English    Türkçe    فارسی   

5
2285-2294

  • Bütün bu yeryüzü yeşerir, kuru sopa meyva verir, tazeleşir. 2285
  • Kurt, kuzuyla eş olur. Ümitsizlerin damarları hoş bir hale gelir, izleri kutlu olur.
  • İncinin bulunması ve sultanın hizmetçi ve halayıklarının Nasuh'tan helâllık dilemeleri
  • Canı helak eden o korkudan sonra "Kaybolan inci, işte buracıkta" diye müjdeler geldi.

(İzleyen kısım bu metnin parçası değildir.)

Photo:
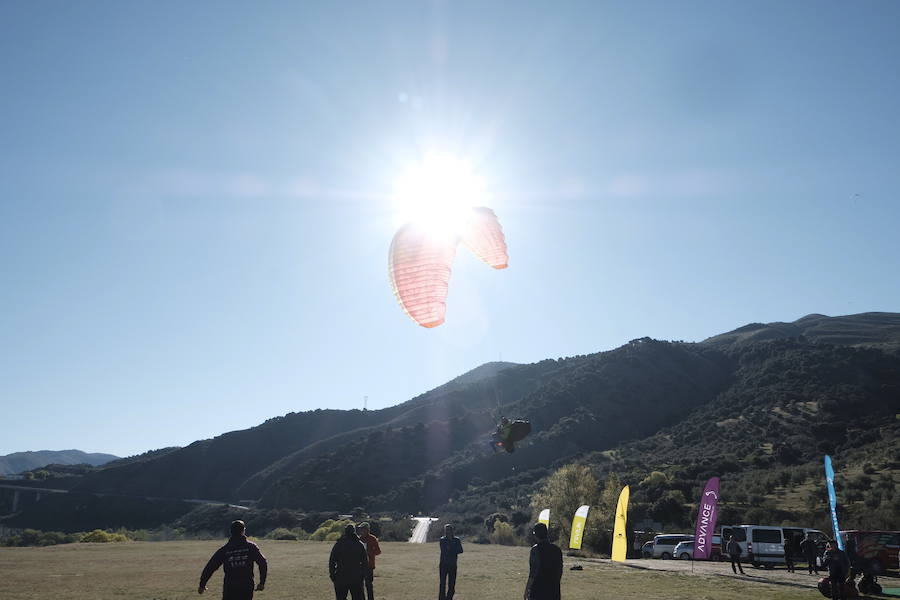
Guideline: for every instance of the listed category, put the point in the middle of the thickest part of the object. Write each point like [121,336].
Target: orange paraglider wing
[484,236]
[419,267]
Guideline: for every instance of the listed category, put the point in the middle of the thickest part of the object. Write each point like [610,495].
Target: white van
[664,544]
[763,545]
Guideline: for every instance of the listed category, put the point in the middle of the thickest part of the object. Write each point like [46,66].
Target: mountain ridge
[18,462]
[780,393]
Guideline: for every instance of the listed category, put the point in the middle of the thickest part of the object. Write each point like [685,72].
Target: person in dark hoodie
[347,565]
[838,566]
[236,557]
[451,548]
[544,567]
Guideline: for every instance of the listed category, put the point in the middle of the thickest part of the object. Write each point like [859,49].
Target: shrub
[503,534]
[281,533]
[100,536]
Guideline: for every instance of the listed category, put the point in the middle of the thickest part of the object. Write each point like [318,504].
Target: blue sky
[195,211]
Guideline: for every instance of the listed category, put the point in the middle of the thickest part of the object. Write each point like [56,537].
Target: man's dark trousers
[238,590]
[369,577]
[355,589]
[448,576]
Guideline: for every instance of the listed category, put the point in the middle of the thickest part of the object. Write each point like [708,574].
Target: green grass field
[170,570]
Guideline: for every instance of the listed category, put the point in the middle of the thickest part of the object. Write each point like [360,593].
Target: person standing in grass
[451,548]
[237,558]
[810,553]
[838,569]
[789,556]
[544,567]
[734,551]
[373,550]
[347,565]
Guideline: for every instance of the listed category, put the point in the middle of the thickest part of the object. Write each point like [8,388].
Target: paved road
[778,576]
[420,533]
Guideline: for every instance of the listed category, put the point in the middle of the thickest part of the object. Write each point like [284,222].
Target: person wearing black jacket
[347,565]
[451,548]
[810,552]
[838,566]
[545,568]
[237,558]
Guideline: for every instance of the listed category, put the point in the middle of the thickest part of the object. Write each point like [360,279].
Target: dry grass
[170,570]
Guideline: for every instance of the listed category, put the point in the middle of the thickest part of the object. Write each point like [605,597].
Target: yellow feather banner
[620,542]
[544,517]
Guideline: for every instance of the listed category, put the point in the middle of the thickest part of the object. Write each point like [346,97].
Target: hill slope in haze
[18,462]
[745,405]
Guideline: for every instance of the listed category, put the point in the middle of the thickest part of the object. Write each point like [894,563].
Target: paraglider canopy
[437,200]
[509,432]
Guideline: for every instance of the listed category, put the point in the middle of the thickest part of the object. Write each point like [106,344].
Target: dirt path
[420,533]
[779,576]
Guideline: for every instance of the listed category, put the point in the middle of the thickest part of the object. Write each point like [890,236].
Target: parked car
[685,550]
[763,545]
[875,551]
[664,544]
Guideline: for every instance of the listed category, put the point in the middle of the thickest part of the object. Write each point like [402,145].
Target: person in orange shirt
[373,550]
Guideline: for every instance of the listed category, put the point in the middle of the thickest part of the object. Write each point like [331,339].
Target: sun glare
[437,192]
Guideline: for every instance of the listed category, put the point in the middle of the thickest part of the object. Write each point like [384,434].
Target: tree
[568,488]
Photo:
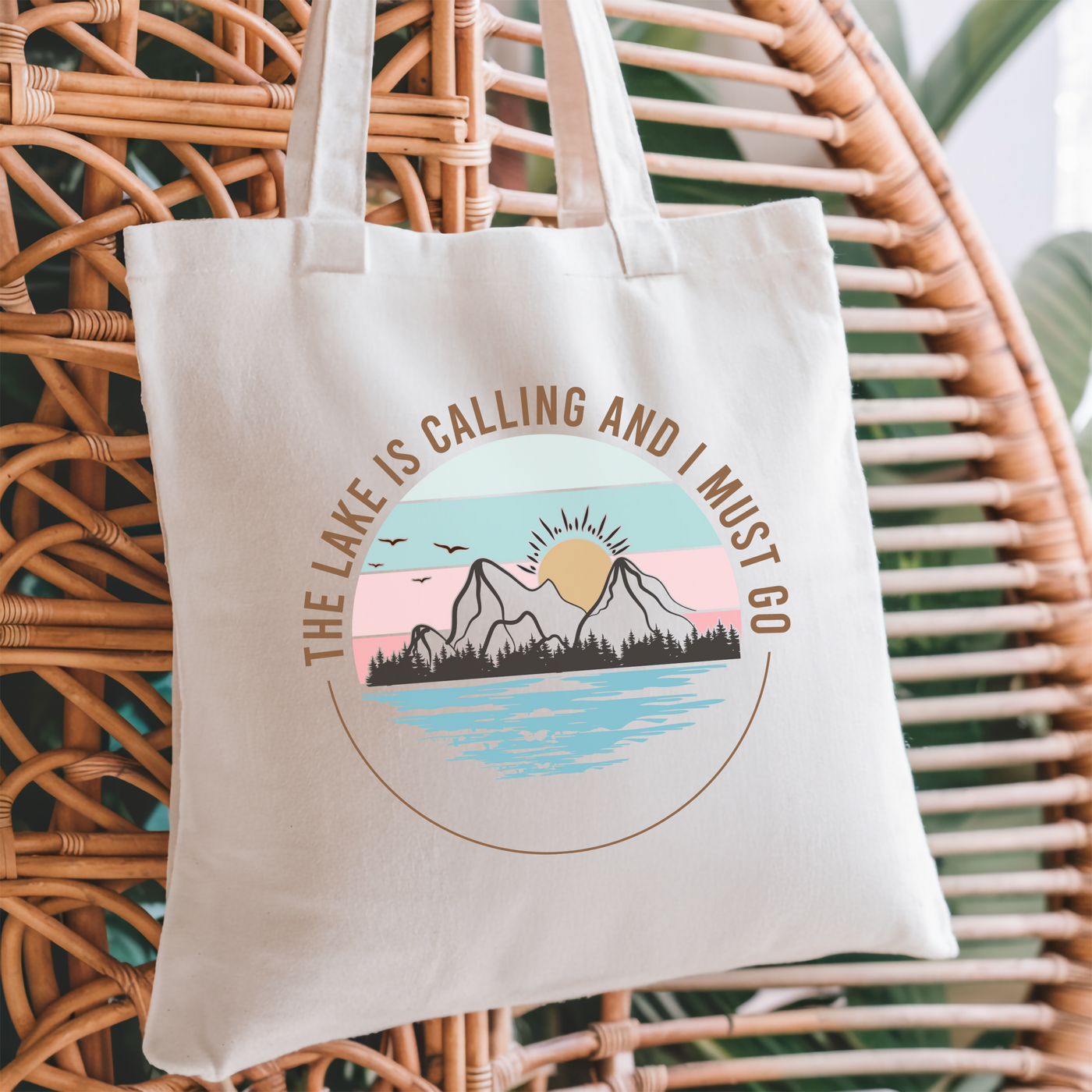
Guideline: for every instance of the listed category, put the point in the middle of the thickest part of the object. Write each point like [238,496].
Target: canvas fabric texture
[527,627]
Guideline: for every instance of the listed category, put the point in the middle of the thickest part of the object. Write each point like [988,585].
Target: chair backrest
[983,526]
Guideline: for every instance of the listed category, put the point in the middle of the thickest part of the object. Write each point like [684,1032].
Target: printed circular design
[546,636]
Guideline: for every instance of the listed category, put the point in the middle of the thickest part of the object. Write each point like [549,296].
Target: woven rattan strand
[1010,440]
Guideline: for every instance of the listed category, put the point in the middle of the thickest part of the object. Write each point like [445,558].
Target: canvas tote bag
[529,636]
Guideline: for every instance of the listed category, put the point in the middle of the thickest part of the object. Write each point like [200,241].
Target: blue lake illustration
[523,731]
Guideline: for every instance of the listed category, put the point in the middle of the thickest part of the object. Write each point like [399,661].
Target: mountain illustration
[633,602]
[502,627]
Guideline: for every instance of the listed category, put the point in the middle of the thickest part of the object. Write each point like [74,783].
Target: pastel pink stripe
[707,619]
[365,647]
[698,579]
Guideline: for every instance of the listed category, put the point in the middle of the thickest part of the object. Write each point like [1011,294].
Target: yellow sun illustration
[578,568]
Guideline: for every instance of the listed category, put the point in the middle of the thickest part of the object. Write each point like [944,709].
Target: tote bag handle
[601,169]
[597,158]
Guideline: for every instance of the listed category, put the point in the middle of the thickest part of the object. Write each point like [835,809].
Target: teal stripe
[650,516]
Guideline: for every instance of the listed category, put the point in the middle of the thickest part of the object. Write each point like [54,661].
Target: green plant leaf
[1055,289]
[1084,448]
[990,34]
[885,21]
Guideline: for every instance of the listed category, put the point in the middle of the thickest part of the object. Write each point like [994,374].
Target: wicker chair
[1005,434]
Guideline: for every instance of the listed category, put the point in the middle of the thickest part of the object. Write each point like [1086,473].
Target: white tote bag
[529,636]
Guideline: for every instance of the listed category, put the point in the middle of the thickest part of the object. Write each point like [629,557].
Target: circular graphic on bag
[546,635]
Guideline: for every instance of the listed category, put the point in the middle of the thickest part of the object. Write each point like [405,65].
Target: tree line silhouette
[409,665]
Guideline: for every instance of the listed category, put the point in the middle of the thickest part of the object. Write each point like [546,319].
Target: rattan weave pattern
[1008,440]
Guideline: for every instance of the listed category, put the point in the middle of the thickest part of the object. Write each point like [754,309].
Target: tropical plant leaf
[885,21]
[1055,289]
[990,34]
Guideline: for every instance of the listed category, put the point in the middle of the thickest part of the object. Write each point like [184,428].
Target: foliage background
[1055,286]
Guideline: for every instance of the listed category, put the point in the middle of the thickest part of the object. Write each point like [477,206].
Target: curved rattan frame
[1007,426]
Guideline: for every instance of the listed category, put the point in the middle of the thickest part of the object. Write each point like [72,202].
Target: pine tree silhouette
[590,653]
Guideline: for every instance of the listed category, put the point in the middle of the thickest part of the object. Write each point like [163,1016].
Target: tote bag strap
[601,171]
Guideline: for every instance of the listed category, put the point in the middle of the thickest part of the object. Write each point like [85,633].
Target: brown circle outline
[554,853]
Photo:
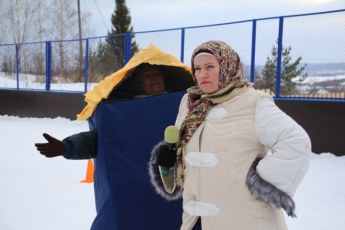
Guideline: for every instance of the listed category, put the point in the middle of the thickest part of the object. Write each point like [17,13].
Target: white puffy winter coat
[220,153]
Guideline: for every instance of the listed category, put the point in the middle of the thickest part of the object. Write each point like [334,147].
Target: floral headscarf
[200,103]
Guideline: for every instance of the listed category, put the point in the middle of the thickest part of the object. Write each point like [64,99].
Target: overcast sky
[160,14]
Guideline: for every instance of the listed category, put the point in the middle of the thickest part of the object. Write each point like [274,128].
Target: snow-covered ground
[37,193]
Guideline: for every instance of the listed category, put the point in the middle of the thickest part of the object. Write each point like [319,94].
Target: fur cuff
[267,192]
[155,177]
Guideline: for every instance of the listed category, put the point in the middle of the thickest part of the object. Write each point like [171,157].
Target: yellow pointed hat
[151,55]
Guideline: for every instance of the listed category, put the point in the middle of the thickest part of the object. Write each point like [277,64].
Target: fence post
[48,64]
[86,64]
[128,44]
[17,65]
[252,65]
[182,44]
[279,55]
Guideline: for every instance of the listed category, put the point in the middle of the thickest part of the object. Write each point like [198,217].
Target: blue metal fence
[316,38]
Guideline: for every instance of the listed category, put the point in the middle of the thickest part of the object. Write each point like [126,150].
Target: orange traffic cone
[89,172]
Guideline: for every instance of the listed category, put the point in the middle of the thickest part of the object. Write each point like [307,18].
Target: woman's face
[206,70]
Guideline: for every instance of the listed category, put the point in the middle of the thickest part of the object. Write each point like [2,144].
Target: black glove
[166,157]
[53,148]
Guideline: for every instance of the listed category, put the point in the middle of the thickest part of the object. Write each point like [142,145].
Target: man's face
[152,81]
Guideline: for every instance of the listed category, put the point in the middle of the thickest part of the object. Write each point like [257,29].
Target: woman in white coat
[221,166]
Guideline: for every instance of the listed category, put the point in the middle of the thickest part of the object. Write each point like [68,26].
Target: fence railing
[294,57]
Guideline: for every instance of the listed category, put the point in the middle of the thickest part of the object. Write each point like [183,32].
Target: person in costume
[149,81]
[151,72]
[221,165]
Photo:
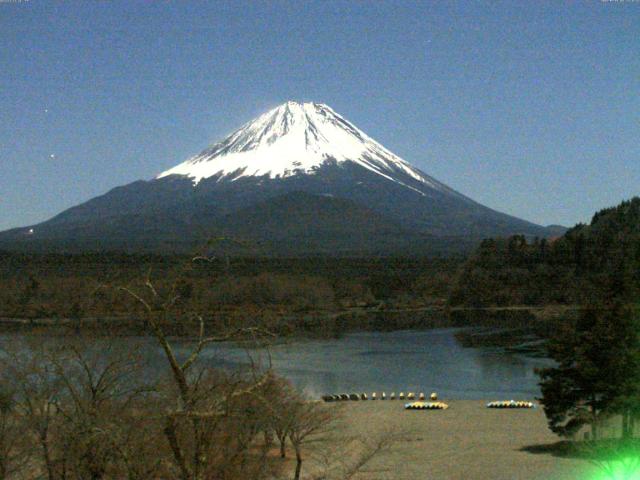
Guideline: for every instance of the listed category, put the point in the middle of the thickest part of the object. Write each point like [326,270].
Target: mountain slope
[291,149]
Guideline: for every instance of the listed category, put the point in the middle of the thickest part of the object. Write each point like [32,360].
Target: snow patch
[293,139]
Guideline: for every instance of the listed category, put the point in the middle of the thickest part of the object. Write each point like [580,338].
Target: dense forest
[588,261]
[77,286]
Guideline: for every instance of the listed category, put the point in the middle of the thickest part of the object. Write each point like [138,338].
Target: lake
[398,361]
[418,361]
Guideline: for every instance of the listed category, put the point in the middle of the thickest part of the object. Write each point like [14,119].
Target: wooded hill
[595,260]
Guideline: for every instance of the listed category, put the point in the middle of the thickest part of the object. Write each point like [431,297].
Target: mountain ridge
[293,148]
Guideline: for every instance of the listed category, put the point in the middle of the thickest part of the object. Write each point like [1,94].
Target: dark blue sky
[532,108]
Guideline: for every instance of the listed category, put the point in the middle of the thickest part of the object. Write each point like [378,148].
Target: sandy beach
[465,442]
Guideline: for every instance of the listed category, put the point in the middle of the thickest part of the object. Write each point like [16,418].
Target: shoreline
[465,442]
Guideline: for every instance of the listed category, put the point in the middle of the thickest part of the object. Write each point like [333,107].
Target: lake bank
[465,442]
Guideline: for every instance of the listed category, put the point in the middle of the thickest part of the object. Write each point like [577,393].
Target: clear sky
[531,108]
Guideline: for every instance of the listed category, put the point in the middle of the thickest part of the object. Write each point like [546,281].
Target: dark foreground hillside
[599,259]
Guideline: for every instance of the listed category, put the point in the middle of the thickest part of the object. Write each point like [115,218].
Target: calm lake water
[419,361]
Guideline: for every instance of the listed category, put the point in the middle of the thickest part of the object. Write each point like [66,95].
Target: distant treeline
[89,285]
[590,261]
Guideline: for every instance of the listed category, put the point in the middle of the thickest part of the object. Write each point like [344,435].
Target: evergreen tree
[598,371]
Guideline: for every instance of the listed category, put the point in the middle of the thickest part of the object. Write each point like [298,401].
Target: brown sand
[466,442]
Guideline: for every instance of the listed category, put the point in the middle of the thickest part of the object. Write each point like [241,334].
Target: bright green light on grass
[627,468]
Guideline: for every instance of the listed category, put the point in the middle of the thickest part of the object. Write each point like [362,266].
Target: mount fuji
[299,179]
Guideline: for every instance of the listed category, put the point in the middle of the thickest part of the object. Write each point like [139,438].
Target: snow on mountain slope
[297,138]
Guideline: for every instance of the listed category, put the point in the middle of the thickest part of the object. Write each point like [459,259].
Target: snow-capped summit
[298,180]
[296,138]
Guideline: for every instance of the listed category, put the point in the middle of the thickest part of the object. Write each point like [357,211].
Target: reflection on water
[419,361]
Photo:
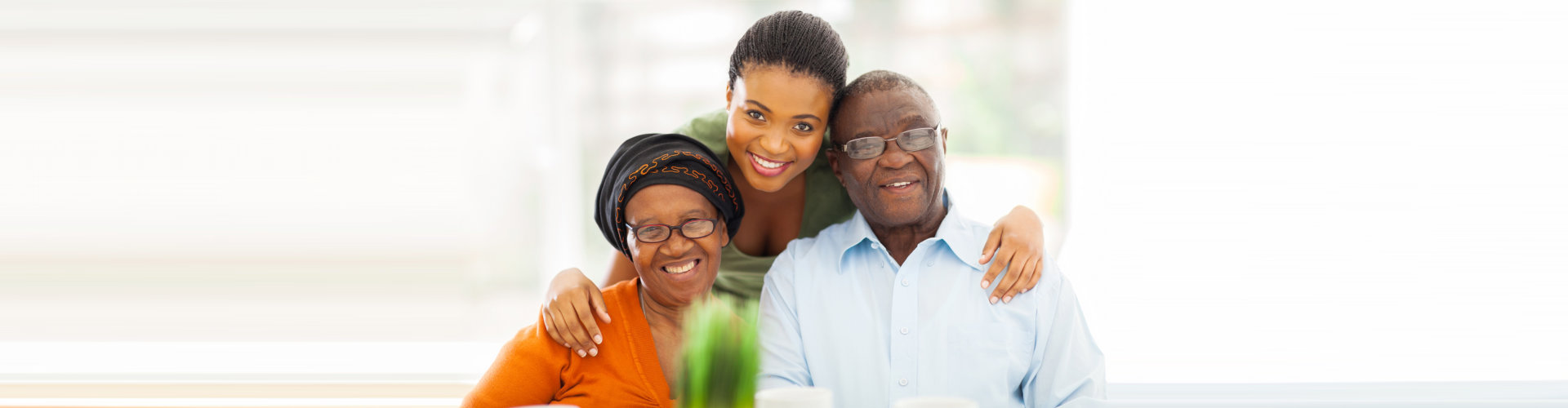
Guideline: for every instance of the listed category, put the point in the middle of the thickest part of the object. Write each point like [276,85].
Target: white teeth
[767,163]
[683,268]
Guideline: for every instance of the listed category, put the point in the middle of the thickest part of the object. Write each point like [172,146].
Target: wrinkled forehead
[666,203]
[883,113]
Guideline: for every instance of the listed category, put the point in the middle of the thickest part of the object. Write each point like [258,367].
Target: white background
[1256,190]
[1321,190]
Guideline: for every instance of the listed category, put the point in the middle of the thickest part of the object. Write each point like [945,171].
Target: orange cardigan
[533,369]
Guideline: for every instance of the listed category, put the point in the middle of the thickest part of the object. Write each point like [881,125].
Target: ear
[944,139]
[724,234]
[729,95]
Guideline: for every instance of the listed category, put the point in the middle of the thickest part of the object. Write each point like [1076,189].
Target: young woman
[783,78]
[668,204]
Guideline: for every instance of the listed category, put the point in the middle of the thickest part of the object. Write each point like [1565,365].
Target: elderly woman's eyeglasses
[661,233]
[874,146]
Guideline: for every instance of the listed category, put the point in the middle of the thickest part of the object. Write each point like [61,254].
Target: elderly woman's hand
[569,308]
[1017,244]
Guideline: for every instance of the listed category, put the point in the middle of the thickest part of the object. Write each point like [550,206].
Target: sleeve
[710,131]
[526,372]
[1068,366]
[778,328]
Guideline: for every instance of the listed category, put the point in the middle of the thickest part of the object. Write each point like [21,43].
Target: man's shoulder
[809,253]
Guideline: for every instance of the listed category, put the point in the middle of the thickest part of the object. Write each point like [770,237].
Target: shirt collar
[959,236]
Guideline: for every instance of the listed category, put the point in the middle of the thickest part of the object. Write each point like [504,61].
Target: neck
[901,241]
[792,188]
[659,314]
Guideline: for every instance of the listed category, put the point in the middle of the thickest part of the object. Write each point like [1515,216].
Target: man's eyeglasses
[661,233]
[874,146]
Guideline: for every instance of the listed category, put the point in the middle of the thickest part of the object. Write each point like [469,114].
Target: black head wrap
[662,159]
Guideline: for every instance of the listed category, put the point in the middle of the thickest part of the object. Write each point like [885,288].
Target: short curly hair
[875,81]
[797,41]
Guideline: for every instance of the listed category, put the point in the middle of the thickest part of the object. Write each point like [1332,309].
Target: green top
[826,203]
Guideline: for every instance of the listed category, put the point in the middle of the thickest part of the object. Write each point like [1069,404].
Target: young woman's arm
[1018,245]
[572,302]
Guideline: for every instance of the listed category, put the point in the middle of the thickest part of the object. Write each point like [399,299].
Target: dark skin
[775,129]
[902,217]
[676,272]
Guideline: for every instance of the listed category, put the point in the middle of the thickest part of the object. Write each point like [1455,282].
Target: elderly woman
[661,203]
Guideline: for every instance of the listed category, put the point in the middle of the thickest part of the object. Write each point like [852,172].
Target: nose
[894,156]
[773,142]
[676,245]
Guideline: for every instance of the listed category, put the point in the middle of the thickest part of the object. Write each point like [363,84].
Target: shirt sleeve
[710,131]
[1068,366]
[528,372]
[778,328]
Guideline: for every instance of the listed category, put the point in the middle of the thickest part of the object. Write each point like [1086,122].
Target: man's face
[898,187]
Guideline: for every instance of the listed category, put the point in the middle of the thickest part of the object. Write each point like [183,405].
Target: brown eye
[697,228]
[653,233]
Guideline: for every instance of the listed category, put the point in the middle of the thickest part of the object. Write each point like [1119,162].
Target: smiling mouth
[767,166]
[683,267]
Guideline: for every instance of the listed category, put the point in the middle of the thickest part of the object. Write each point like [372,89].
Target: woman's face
[678,270]
[777,120]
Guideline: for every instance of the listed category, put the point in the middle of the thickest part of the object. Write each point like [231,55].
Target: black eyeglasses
[874,146]
[661,233]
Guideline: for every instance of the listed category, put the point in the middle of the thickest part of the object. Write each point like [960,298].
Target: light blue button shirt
[840,313]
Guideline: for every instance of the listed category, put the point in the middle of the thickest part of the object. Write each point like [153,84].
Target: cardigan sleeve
[528,370]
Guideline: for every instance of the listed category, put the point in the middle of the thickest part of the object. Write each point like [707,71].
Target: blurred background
[1242,192]
[305,180]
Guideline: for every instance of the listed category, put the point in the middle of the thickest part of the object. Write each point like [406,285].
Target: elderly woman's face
[678,270]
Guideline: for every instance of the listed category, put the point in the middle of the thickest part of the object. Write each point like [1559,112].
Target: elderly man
[889,305]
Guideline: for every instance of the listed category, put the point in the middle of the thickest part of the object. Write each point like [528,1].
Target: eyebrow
[683,217]
[903,122]
[797,117]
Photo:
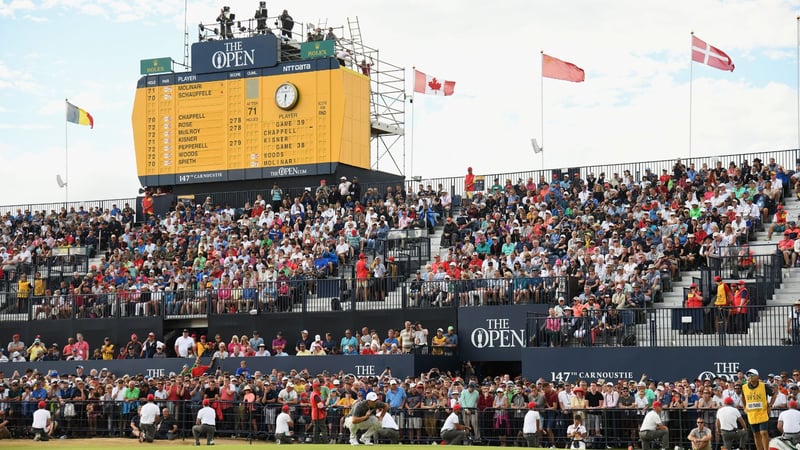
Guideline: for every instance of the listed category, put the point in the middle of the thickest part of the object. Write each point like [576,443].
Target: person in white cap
[756,405]
[362,417]
[731,426]
[453,432]
[789,423]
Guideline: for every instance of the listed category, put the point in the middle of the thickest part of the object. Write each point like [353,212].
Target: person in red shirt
[318,414]
[362,278]
[786,247]
[469,183]
[694,299]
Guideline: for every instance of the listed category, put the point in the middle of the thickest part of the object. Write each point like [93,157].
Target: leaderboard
[293,119]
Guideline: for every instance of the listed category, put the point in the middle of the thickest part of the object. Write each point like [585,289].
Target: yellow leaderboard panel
[294,119]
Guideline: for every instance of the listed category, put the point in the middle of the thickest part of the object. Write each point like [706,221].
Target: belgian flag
[79,116]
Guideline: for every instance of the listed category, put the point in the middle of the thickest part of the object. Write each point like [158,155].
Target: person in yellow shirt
[107,350]
[437,343]
[756,396]
[23,293]
[39,285]
[721,303]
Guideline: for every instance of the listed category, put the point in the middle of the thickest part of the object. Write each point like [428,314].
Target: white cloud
[634,104]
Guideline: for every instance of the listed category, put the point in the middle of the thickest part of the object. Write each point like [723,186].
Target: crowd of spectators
[411,338]
[512,243]
[101,403]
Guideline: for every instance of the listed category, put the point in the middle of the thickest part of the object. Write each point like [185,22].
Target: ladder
[356,44]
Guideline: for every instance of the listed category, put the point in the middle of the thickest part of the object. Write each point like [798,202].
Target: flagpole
[691,40]
[541,98]
[66,153]
[413,131]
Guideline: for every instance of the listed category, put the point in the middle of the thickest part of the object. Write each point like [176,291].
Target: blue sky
[636,57]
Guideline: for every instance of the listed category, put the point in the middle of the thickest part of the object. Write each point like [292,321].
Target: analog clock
[286,96]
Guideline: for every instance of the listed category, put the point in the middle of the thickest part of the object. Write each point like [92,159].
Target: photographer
[453,433]
[576,432]
[225,20]
[287,23]
[261,18]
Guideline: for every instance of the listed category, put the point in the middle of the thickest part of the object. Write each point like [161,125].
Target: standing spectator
[576,432]
[789,423]
[42,422]
[700,436]
[653,429]
[756,405]
[318,415]
[453,432]
[16,345]
[183,343]
[731,426]
[469,183]
[147,420]
[205,424]
[283,426]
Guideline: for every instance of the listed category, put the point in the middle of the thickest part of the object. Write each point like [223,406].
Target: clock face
[286,96]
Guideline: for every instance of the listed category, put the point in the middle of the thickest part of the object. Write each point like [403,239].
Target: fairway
[122,444]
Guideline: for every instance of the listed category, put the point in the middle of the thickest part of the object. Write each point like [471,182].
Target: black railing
[284,296]
[455,185]
[616,427]
[753,325]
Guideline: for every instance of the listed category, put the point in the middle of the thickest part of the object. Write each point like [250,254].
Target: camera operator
[261,18]
[225,20]
[454,433]
[287,23]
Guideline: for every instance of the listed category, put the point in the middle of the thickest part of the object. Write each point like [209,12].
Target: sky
[634,104]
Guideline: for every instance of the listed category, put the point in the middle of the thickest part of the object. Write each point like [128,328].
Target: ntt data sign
[494,333]
[235,54]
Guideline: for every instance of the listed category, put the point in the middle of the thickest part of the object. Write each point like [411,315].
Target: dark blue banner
[402,365]
[494,333]
[671,363]
[235,54]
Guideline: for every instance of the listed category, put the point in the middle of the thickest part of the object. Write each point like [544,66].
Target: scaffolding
[387,81]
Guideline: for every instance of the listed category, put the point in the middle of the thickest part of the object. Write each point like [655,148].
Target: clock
[286,96]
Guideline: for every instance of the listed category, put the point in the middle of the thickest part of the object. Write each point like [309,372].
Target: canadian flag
[427,84]
[710,56]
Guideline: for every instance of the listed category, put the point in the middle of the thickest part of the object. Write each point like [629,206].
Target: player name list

  • Ansızın ses geldi: Korku gitti, o değen bulunmaz eşsiz inci bulundu.
  • İnci bulundu, biz de neşelere daldık. Müjde verin, inci bulundu.
  • Hamam, halkın bağrışmasiyle, hüzün gitti feryadiyle, el çırpmasiyle doldu. 2290
  • Kendinden geçen Nasuh, tekrar kendine geldi. Gözü. yüzlerce aydın gün gördü.
  • Herkes ondan helâllik istemekte, herkes elini öpüp durmaktaydı.
  • Senden şüphe ettik, hakkını helâl et. Dedikoduda bulunduk, âdeta etini yedik diyorlardı.
  • Çünkü o, yakınlıkta herkesten ön olduğu için herkes daha ziyade ondan şüphe etmişti.